As expected, S&P 500 dividend growth slipped last year with a spate of payout cuts in the energy sector proving problematic. Energy is the seventh-largest sector weight in the S&P 500.
“Indicated dividend net increases (increases less decreases) rose $3.6 billion during the fourth quarter of 2015 for U.S. domestic common stocks, a massive deceleration from the $12.0 billion increase registered during the fourth quarter of 2014. In dollar terms, the decline equates to a 70.0 percent year-over-year slowdown in dividend increases. For the full year 2015, dividend net increases fell 29.4 percent to $38.7 billion compared to an increase of $54.8 billion for the corresponding period in 2014,” said S&P Dow Jones Indices.
Related Link: This Dividend ETF Looks Primed For A Solid 2016
There are other troubling dividend data points.

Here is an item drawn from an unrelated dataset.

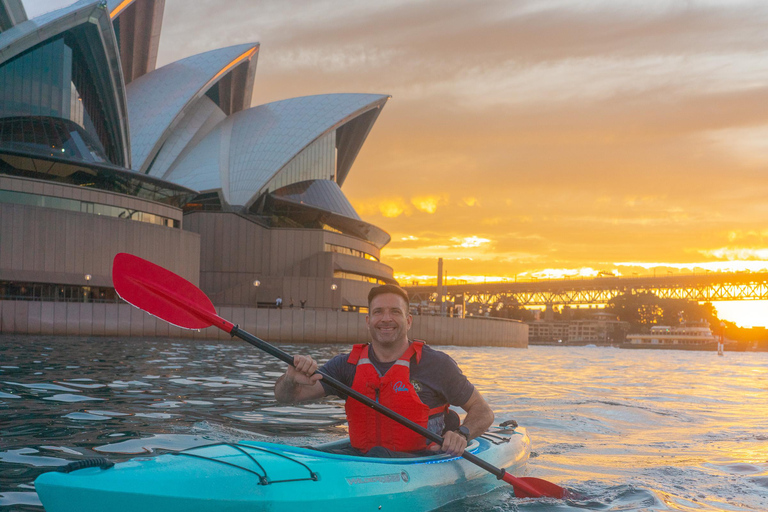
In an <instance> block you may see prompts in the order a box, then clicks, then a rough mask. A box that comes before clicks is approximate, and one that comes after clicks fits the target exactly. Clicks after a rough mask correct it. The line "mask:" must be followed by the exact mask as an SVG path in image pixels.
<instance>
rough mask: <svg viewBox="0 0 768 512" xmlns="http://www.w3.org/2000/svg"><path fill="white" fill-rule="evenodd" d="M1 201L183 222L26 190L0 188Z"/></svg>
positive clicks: (172, 221)
mask: <svg viewBox="0 0 768 512" xmlns="http://www.w3.org/2000/svg"><path fill="white" fill-rule="evenodd" d="M0 203H6V204H23V205H27V206H38V207H41V208H53V209H56V210H67V211H71V212H81V213H90V214H93V215H104V216H107V217H117V218H120V219H128V220H135V221H139V222H146V223H149V224H156V225H158V226H165V227H169V228H179V227H181V222H179V221H178V220H176V219H170V218H168V217H162V216H160V215H155V214H152V213H147V212H141V211H138V210H131V209H129V208H121V207H118V206H110V205H106V204H98V203H91V202H88V201H78V200H76V199H65V198H63V197H53V196H41V195H37V194H28V193H26V192H16V191H13V190H0Z"/></svg>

As S&P Dow Jones Indices points out, the number of companies boosting payouts last year was 2,810, which sounds nice until acknowledging that was 15 percent lower the number of dividend raisers found in 2014. Last year, 504 issues decreased their dividend payments compared to 291 decreases in 2014, a 73.2 percent increase, according to S&P Dow Jones Indices.
The Appeal Of Mid Caps
One group that looked good on the dividend front last year was mid caps, and if that trend continues, it could be good news for investors in exchange-traded funds such as the WisdomTree MidCap Dividend Fund (ETF) (NYSE: DON) and the SPDR S&P MidCap 400 ETF (NYSE: MDY).
“Howard Silverblatt, Senior Index Analyst at S&P Dow Jones Indices found that 70.5 percent of the issues within the S&P MidCap 400 pay a cash dividend, the same as in the third quarter, but up from the 68 percent which paid at the end of 2014. Within the S&P SmallCap 600, 53.6 percent of the issues pay, down from the 53.9 percent which paid at the end of the third quarter, but up from 52.7 percent which paid a year ago,” according to the index provider.
MDY And DON
As its name implies, MDY follows the S&P MidCap 400. DON tracks the WisdomTree MidCap Dividend Index, which weights its holdings based on cash dividend projections for the coming year. In the current environment, mid-cap ETFs have some advantages over their large-cap rivals.
For example, MDY devotes just 3 percent of its weight to energy stocks, making that group the ETF's second-smallest sector allocation. Additionally, MDY is lightly allocated to interest rate-sensitive sectors, such as telecom and utilities. Conversely, the ETF features healthy allocations to cyclical sectors like financial services and technology that traditionally perform well when rates rise.
Notably, financials account for the largest percentage of S&P 500 dividends. MDY currently sports a trailing 12-month yield of 1.32 percent.
For its part, DON is also lightly allocated to energy stocks, as six sectors command larger weights in the ETF than energy. DON currently sports a whopping 5.4 percent distribution yield, according to WisdomTree data.